The Big Short

I just finished watching the movie The Big Short.

And it was a sobering experience. It’s a movie about the US subprime mortgage crisis and how a bunch of financial guys managed to profit from it.

But to me the movie wasn’t a celebration of guys profiting from the crisis. There’s no joy, no celebration of being right, no ‘I told you so’s. To me it’s a reminder of how a lack of financial education in the general populace caused the crisis in the first place. And how far we have yet to go to address the gap in knowledge.

Some people might laugh when the movie characters talk about ninja-loans, adjustable-rate-mortgages and thinking, that couldn’t be me! Nobody wanted to admit they ever believed in the myth that property prices will never go down. But I see this constantly, people making poor financial decisions because they believed in something without truly understanding the basis. Leveraging up property loans to the max, believing the past forms a trend which will carry on to the future. Unfortunately if one truly understand how the economy works, this is all not true. And in the financial crisis, the root cause was the people buying into this myth.
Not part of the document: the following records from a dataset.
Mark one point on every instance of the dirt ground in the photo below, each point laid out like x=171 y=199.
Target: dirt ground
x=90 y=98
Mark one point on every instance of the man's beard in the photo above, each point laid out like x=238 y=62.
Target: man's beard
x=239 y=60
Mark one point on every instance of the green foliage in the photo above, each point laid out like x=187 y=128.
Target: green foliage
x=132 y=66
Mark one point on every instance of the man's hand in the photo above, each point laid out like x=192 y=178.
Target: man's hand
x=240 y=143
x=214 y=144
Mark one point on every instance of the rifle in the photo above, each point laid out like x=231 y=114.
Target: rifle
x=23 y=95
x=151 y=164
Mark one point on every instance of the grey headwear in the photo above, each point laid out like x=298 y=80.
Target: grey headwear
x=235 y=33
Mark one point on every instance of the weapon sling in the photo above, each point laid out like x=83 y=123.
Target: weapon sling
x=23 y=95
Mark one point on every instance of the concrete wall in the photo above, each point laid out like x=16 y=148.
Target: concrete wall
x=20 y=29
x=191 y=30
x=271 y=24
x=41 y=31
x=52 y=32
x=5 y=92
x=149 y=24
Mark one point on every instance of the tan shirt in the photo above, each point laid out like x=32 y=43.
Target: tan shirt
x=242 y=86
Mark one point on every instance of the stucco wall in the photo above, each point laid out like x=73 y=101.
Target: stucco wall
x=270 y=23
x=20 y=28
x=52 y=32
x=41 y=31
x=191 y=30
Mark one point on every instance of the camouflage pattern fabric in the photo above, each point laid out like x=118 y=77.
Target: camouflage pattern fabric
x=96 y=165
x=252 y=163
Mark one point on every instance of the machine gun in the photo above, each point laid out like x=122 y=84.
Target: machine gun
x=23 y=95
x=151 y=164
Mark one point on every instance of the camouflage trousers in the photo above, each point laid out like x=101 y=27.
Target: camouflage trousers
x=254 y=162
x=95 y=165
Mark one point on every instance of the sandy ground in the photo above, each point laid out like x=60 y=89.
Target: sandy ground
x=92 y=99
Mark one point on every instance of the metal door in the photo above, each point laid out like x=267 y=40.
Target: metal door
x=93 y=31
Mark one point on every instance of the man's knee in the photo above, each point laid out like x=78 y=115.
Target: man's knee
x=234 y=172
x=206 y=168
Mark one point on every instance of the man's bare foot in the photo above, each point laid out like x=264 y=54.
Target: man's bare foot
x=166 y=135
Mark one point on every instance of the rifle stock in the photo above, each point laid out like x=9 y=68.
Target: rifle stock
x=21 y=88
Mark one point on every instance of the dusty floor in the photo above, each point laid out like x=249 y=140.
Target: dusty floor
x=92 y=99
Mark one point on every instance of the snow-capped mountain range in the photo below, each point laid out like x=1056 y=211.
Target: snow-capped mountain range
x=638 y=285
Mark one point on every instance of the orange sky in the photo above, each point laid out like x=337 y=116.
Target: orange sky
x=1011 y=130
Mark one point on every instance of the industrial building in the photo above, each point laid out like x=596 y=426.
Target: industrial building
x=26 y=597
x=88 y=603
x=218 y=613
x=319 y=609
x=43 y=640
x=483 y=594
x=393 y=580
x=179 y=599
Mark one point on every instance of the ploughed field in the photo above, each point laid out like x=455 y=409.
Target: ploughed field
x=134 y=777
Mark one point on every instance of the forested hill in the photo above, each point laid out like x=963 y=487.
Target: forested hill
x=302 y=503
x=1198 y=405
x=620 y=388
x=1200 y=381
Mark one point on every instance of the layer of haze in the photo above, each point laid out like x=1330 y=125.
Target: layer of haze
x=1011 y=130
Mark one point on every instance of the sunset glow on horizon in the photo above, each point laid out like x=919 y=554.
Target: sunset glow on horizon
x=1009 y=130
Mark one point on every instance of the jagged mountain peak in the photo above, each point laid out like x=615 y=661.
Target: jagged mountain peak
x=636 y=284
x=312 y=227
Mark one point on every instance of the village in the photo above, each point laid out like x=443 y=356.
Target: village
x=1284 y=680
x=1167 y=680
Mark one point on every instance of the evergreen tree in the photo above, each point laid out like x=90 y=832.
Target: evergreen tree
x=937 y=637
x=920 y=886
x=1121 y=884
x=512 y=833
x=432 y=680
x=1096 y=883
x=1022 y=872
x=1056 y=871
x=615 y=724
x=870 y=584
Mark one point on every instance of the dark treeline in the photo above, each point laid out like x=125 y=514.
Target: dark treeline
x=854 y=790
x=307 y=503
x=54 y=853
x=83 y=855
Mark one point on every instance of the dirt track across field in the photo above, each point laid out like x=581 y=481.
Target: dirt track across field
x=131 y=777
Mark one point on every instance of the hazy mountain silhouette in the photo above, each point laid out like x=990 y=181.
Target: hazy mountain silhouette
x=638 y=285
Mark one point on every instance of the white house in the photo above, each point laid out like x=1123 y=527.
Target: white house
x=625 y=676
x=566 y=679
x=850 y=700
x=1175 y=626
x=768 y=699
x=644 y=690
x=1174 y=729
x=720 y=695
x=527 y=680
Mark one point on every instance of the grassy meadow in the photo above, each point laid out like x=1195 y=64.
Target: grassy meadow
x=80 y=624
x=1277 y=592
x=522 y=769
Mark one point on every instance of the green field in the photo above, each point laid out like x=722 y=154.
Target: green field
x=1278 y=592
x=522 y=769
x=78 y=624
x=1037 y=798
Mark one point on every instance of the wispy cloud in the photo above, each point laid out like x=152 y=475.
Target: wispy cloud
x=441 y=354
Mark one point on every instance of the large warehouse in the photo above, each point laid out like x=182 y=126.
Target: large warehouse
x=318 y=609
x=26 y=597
At one point Brad Pitt’s character was telling his financial protégés that there’s nothing to be happy about: “If we’re right, people lose homes. People lose jobs. People lose retirement savings, people lose pensions. ”

Sometimes as a financial advisor it pains me. We can see the disempowering financial beliefs, but people don’t. There’s nothing happy about people needing financial advisory, it just means that many people will still suffer from financial mistakes without aid.

And the movie ends with Steve Carell saying a quote that many financial writers still like to use today to illustrate why people will not try to educate themselves and instead support Trump or Brexit: “I have a feeling, in a few years people are going to be doing what they always do when the economy tanks. They will be blaming immigrants and poor people.”

For Malaysians and most developing countries, the additional scapegoat is of course corruption and the government too. Yes, that is precisely the enticing short term solution that people like to hear that absolves them of any responsibility to do anything themselves.

The fact is that poor financial knowledge drove people to do what they did. And to really solve the problem in the long term, financial education must be improved.